Sahadevan won her GSA award for her initiative in rationalizing unexpected research results related to the EEG project. Not to mention her training of many undergraduate and graduate students on the EEG method, focusing on event-related potential analysis.

"Despite the intense labour involved with EEG studies, these students have been able to successfully collect and analyze this data," says Sahadevan with a smile.

And it's all thanks to her guidance.

But Sahadevan isn't the only one making an impact in research studies in the Faculty of Rehabilitation Medicine. Peyman Azad Khaneghah, another winner of the Graduate Student Research Assistant Award is an occupational therapist currently completing his PhD in Rehabilitation Science. His research is focused on the use of smartphones and tablets to monitor, detect and manage mental health disorders, such as anxiety and depression.
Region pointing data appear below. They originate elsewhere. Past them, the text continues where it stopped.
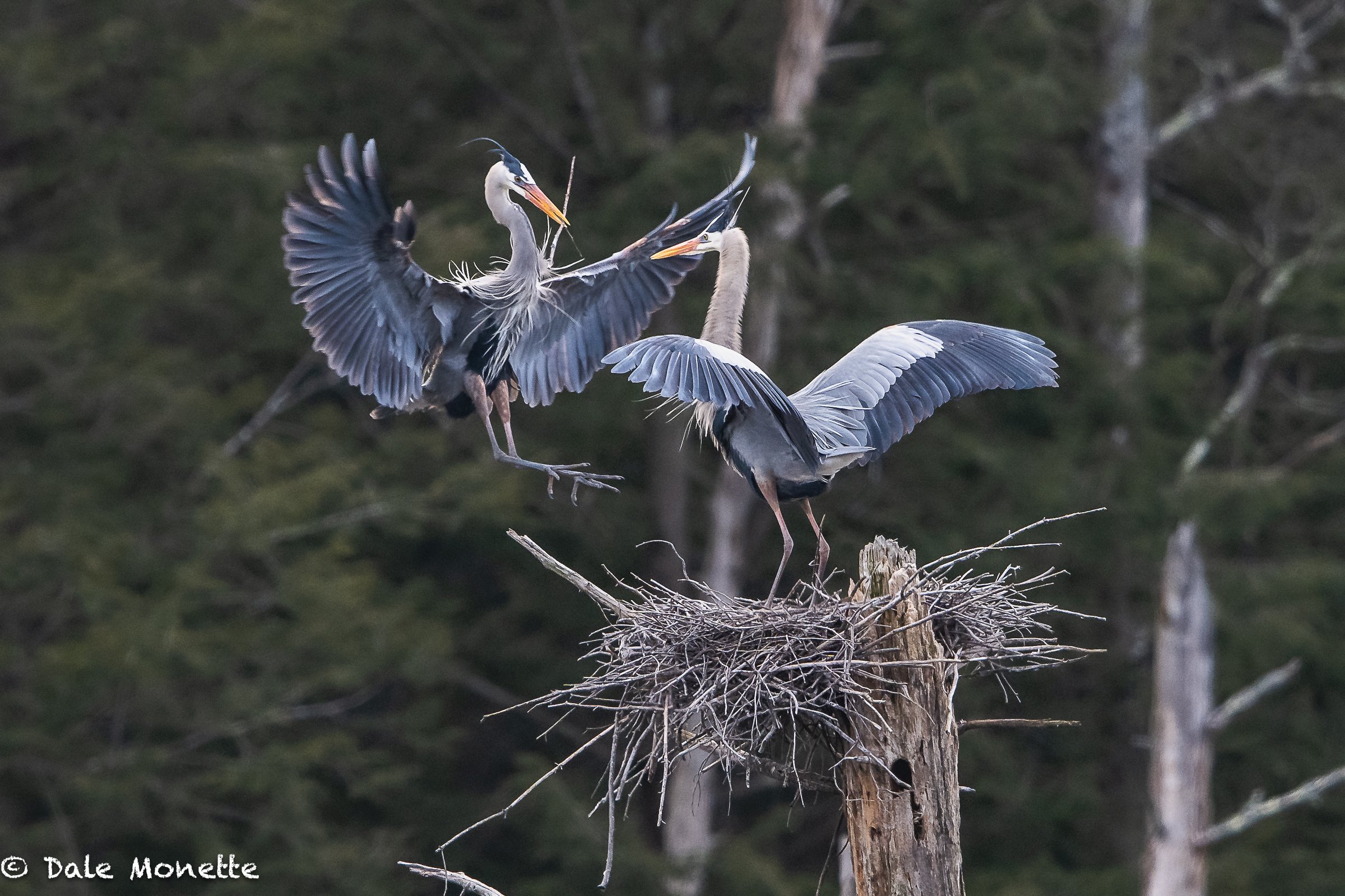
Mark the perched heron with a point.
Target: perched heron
(790, 447)
(470, 343)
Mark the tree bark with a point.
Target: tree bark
(1181, 750)
(900, 783)
(799, 62)
(1122, 201)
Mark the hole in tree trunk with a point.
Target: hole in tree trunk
(902, 771)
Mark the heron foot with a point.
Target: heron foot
(577, 474)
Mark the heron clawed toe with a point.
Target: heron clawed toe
(577, 472)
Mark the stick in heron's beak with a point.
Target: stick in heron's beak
(540, 199)
(680, 249)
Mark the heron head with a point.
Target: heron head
(708, 241)
(512, 175)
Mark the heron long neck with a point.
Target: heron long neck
(724, 319)
(525, 263)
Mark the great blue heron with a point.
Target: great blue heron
(471, 342)
(790, 447)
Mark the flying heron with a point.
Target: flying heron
(790, 447)
(470, 343)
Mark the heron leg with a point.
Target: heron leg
(502, 407)
(475, 388)
(767, 488)
(824, 548)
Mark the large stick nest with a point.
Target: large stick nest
(775, 688)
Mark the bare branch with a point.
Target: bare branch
(456, 879)
(1254, 693)
(599, 596)
(532, 787)
(855, 50)
(1259, 810)
(1249, 387)
(375, 510)
(972, 724)
(1288, 78)
(294, 389)
(1321, 442)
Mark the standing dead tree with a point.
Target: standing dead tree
(1185, 723)
(824, 692)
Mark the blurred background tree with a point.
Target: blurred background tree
(284, 649)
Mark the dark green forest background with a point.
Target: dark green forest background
(284, 652)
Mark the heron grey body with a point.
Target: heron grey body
(790, 447)
(469, 343)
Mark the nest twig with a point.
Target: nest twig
(777, 688)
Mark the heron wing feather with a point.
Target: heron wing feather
(697, 372)
(372, 310)
(895, 378)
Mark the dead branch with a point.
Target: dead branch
(375, 510)
(1254, 693)
(972, 724)
(295, 388)
(1259, 810)
(1249, 387)
(456, 879)
(1321, 442)
(595, 593)
(1290, 77)
(532, 787)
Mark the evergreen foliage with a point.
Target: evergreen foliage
(286, 653)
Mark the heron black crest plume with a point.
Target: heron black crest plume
(509, 158)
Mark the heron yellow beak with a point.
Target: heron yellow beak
(540, 199)
(680, 249)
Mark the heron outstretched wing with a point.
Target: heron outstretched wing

Khaneghah was nominated for the award by his PhD supervisor, Lili Liu, chair, Department of Occupational Therapy. And like Sahadevan, when he was notified that he was one of the successful recipients, the news came as a pleasant surprise.

"I actually couldn't believe it when I received the GSA's e-mail," says Khaneghah. "The good news really elevated my spirit especially since this was during the time I was preparing for my candidacy exam."

As soon as he found out, he knew he had to tell his wife, Ailar, who is a recent PhD graduate from Rehabilitation Medicine and one of his biggest supporters.

"I saw that she was online and I sent her a message," he explains. "She had encouraged me to apply for this award and made sure I did not miss the deadline, so I was sure she would be thrilled to hear the news."

Khaneghah has been involved in various technology evaluation studies within the past three years. These projects deal with the usability evaluation of personal health records for management of chronic conditions, and feasibility assessment of use of GPS technology to track older adults with dementia who are at the risk of wandering. He also won the Graduate Student Principal Instructor Teaching Award last year, which recognizes graduate student instructors who are especially skillful and dedicated to their work.

"The [Graduate Student Research Assistant Award] recognizes my contribution to the projects I have worked on, and it is an encouragement for me to keep up the good work I have done so far."

Both students believe that these awards are important for recognizing the hard work and effort that graduate students put into their studies, research and jobs. It gives them the positive feedback and encouragement to keep doing what they're doing, knowing that it is valued by the university, supervisors and the community as a whole.

"I love teaching-that's my number one priority," Khaneghah grins. "My second is providing occupational therapy services to older adults while pursuing a career as a clinician scientist."